The importance of relationships is one of enduring lessons in understanding how to overcome innovation fatigue and achieve innovation success. Relationships with the right people and partners are critical. Many fail to recognize that these must be nurtured and maintained, that time and effort is required. Learn this lesson from job seeking: it’s not enough to start “networking” when you are laid off. Your network, your ecosystem of relationships, is like a living organism. It takes time to become viable and healthy.
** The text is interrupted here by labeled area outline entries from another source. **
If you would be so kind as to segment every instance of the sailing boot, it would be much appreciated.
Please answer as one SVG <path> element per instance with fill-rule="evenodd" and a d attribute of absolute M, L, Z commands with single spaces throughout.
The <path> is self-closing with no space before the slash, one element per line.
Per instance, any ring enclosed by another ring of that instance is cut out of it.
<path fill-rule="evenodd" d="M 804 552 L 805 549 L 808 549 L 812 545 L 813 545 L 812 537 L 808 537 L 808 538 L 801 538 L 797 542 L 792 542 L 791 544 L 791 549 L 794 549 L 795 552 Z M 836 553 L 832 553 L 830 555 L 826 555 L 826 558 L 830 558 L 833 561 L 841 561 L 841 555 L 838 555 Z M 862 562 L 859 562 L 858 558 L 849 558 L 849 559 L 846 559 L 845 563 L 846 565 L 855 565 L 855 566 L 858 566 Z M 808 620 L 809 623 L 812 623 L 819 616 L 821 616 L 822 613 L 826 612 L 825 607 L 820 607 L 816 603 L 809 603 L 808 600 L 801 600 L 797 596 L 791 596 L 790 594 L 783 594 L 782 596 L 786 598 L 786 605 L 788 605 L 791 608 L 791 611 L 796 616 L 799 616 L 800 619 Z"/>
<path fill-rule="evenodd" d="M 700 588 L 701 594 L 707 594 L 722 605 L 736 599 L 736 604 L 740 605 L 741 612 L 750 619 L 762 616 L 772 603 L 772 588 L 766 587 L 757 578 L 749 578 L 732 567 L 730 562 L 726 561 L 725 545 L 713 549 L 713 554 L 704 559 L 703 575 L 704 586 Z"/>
When your network has been weak and neglected for years, without contributions and support from from you, don’t expect it to flower and yield fruit for you on demand.

As for building ecosystems in the business world, one recent article I would recommend (thanks to John Maloney for the tip) is “Hubs, Spokes and Islands in the Cloud.” Here Geva Perry, author of the Thinking Out Cloud blog, discusses business models related to cloud computing and discusses several ecosystem architectures. After reading that, also consider reading “The Cosmic Org Chart Is Broken: Dark Energy, Dark Matter, and the Analogy to Intangibles in Business Ecosystems.”

In Conquering Innovation Fatigue, we discuss relationships at many levels and show how the often overlooked intangibles of human relationships can encourage or suppress innovation, depending on the health of the system.

As for the title of this post, well, you don’t actually build ecosystems the way you do a building. You can get them started and you can nurture them, but if they are healthy, they will grow on their own and evolve in ways you don’t expect. When it comes to the ecosystems around an organization, your real job is to create the environment where they can be healthy and grow on their own, as Verna Allee has taught. They cannot be micromanaged without harming them.